Re: More guidance on ctid - Mailing list pgsql-docs

From Bernice Southey
Subject Re: More guidance on ctid
Date
Msg-id CAEDh4nzDMoRDZMDGGxKHzJ5hZscmvT2FWioTzQ6A0aJVtCO8NQ@mail.gmail.com
Whole thread Raw
In response to Re: More guidance on ctid  (Bruce Momjian <bruce@momjian.us>)
List pgsql-docs
Bruce Momjian <bruce@momjian.us> wrote:
> I think the reporter above extrapolated this example to use ctid in
> other, non-appropriate cases.  Should we add a warning to the docs to
> explain that the general use of ctid is discouraged?

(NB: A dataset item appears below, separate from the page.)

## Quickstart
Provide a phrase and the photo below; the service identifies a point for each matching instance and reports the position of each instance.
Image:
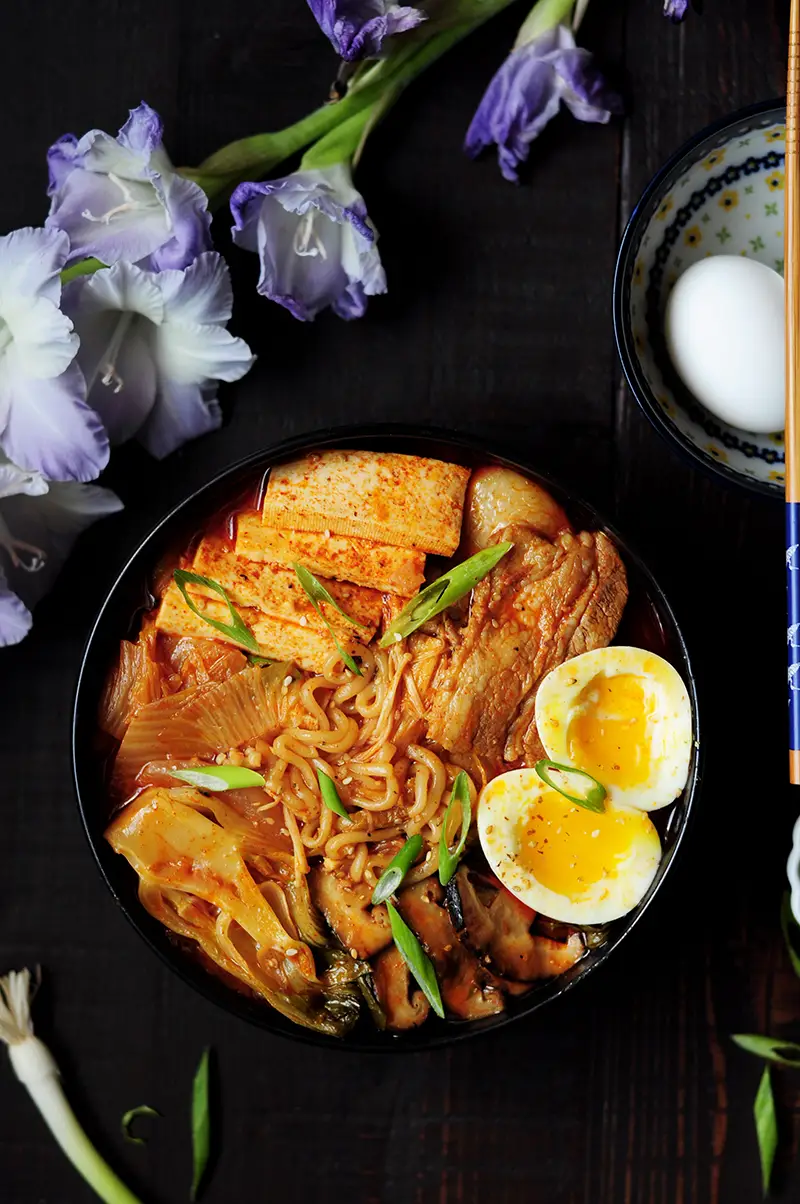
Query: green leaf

I've been explaining this badly. Here's an example that I hope will
make clear why I'm so concerned.

(Read Committed default isolation level)
drop table if exists b1, b2;
create table b1 as select 1 id, 100 balance;
create table b2 as select 1 id, 100 balance;

With an immutable column self-join, it works as expected and
serializes the balance changes.

--session1
begin;
with x as (select id from b1 order by id for update)
update b1 set balance = balance + 1 from x where b1.id = x.id;

--session2
with x as (select id from b1 order by id for update)
update b1 set balance = balance - 100 from x where b1.id = x.id;
select * from b1;

--session1
commit;

--session2
UPDATE 1
 id | balance
----+---------
  1 |       1
(1 row)

But with ctid, the second update is lost.

--session1
begin;
with x as (select ctid from b2 order by id for update)
update b2 set balance = balance + 1 from x where b2.ctid = x.ctid;

--session2
with x as (select ctid from b2 order by id for update)
update b2 set balance = balance - 100 from x where b2.ctid = x.ctid;
select * from b2;

--session1
commit;

--session2
UPDATE 0
 id | balance
----+---------
  1 |     101
(1 row)

The session2 CTE blocks until it gets the updated version of the row
from session 1 commit. It gets b2.ctid = (0,2) giving x.ctid = (0,2).
But the UPDATE gets b2.ctid = (0,1) at the start of the transaction.
This doesn't change even after session 1 commits. The join fails. This
is correct, but not obvious.

This is why I think the docs should say something different to what
they currently do. The UPDATE example is fine only because it's run
repeatedly until there are no more rows to find.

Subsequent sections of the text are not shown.